A Letter From Ellen Cogen Lipton - Democratic

This is a letter that a member forwarded to me that was written by Ellen Cogen Lipton - Democratic House Representative for Huntington Woods. It is a far different letter than the one below that was received from Hugh Crawford, Republican from Wixom/South Lyon.

Thank you for contacting my office and I appreciate your thoughts regarding the proposed budget and tax plans currently making their way through the legislature. Let me start by apologizing for the delay in responding to you. The concerns of my constituents are of utmost importance. Please be assured that I share your concerns, and will continue fighting against these most devastating budget and tax plan. This budget is a disaster, and its consequences will be felt for years to come, if allowed to become law.

Our state needs an economic plan to bring back jobs… instead we get a massive giveaway to business with no accountability and no guarantee of a single job. We get a 1,000 page budget bill that no one can hope to understand before voting on it. We get budgets that end proven job-producing programs like the Film Credits, and end funding for business incubators that help entrepreneurs set up shop and grow, and eliminate $25 million for recruiting new businesses to our state.
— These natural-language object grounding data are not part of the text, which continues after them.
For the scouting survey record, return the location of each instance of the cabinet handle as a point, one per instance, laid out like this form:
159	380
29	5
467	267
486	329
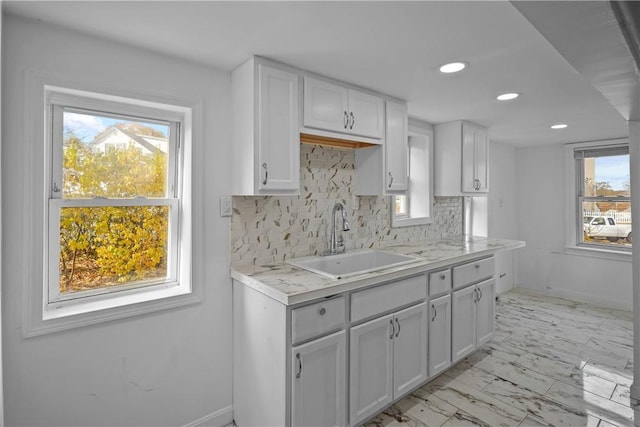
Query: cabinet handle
266	174
299	370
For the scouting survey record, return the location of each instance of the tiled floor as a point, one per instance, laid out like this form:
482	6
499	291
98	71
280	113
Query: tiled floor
553	362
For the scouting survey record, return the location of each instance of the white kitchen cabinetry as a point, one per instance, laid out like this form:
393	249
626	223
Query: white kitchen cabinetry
266	138
340	359
318	389
382	171
461	159
334	108
388	359
396	147
471	326
439	334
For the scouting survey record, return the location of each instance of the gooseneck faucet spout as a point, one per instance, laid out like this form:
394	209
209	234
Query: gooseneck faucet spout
335	244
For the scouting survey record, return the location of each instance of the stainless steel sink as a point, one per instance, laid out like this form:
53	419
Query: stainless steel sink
352	263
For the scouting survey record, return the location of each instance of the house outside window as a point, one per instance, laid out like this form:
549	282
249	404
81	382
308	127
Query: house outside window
117	233
603	199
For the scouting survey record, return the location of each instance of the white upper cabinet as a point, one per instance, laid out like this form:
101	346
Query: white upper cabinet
475	159
461	159
396	146
266	138
334	108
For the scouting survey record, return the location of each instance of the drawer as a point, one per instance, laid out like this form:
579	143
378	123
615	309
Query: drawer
316	319
381	299
439	282
473	272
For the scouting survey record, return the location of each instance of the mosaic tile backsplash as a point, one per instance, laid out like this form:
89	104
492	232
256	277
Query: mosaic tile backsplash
272	229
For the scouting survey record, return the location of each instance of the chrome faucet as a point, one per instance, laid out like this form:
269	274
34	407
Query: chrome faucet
337	245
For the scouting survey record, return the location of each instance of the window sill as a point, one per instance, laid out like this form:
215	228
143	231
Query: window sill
83	314
611	255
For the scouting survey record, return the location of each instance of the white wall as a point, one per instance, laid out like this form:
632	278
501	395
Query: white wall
166	368
544	265
503	210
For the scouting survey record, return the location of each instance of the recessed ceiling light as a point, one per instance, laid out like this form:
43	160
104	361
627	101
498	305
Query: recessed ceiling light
452	67
507	96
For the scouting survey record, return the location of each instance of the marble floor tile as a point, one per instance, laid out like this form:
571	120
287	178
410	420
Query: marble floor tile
541	409
567	373
592	404
480	405
522	376
552	362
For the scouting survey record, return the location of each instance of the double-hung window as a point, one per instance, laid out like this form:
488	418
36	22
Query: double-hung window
603	199
116	234
415	206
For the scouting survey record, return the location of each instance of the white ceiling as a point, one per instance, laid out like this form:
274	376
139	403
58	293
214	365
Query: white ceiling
392	47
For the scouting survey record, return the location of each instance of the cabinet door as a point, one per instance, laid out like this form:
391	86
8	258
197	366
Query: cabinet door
371	363
486	311
409	349
396	146
463	322
278	134
326	106
318	392
482	160
439	335
366	114
469	183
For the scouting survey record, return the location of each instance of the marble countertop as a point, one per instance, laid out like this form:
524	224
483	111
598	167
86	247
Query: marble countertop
292	285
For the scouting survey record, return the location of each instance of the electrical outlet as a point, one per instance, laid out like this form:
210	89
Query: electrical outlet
225	206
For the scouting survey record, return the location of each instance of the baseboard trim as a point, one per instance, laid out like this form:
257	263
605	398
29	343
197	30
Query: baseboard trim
585	298
221	417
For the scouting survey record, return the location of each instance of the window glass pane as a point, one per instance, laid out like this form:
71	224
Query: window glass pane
607	176
108	246
113	157
607	223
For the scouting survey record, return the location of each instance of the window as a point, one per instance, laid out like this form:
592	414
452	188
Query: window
603	199
414	207
117	232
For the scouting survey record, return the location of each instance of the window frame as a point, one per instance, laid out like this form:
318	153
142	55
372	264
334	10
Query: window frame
40	316
574	176
406	220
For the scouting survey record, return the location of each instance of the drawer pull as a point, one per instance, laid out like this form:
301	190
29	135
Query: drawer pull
299	370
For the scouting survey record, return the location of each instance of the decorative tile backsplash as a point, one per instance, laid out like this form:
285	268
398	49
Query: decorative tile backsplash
272	229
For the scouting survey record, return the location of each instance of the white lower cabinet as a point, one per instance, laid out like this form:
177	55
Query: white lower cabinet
339	360
471	326
439	335
388	357
319	382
Furthermore, we get budgets that no longer require state departments to report to the Legislature on much of their activity, so there are no checks and balances and oversight is greatly reduced as to how our taxpayer dollars are spent. And at the last minute, instead of department-by-department budgets – which is how budgets are traditionally approved – House Republicans have pushed through one bill that funds all of state government and one bill that funds all public education in Michigan.

And now that the General Fund budget is being rolled into one huge bill, House Democrats have again not been consulted on the format or content, and the one hard-fought Democratic amendment that did win approval earlier in the process is being stripped out of the budget. In total, we offered 123 amendments. That's 123 opportunities to protect our children's education, seniors and families. Instead, Republicans delivered 123 rejections that will hurt Michigan.

Regarding the School Aid Fund, the House-passed budget slashed $1.1 billion in K-12 funding. These are cuts of at least $426 per student with some school districts being hit with cuts as large as $1,558 per student. When school aid cuts were first proposed in January, we were looking at a $650 million positive fund balance. Just last week, that number was updated to an almost $900 million surplus. Overall, the newly announced "budget deal" that slightly lessens the blow to our children is barely any better than the initial proposal.

As I traveled this entire state attending rallies, education forums and town hall meetings, I met with thousands of our residents who consistently said one thing…"Don't cut our schools." A recent survey by Michigan State University's Institute for Public Policy and Social Research found that the majority of people did not want lawmakers to cut education funding. By an overwhelming margin, respondents chose education funding (53 percent) as the last place to cut versus the next closest response (economic development at 17 percent).

This is not an economic plan; this is a handout to corporate special interests and CEO's.
This budget is full of difficult cuts that are contrary to the message the Governor gave at his inaugural, contrary to his local government message, and contrary to the message he just delivered regarding education.

The Republican tax plan that was forced through the House takes Michigan in the wrong direction. This new tax structure for our state does not represent the “shared sacrifice” that the Governor promised. Instead, it balances the budget on the backs of our children, our seniors and our working families – all to pay for an 82 percent tax break for corporations, with no guarantee of new jobs. And if this new tax structure takes effect, the residents of Michigan will NOT be able to repeal it, because the Republicans have again included a token expenditure [$100] that strips Michigan voters of their constitutional rights.

It is clear the House Republicans don't have any interest in making this a fair economic plan that will help Michigan rebound. It is also clear they don't care about accountability and transparency in state government – two things they previously trumpeted as critical to the process. I want you to know that even at this late juncture, I'm still committed to working in a bipartisan manner and finding compromise where we can to pass a fair and balanced budget. I hope my colleagues and the Snyder administration will join me so that we can find solutions that work for the people of Michigan.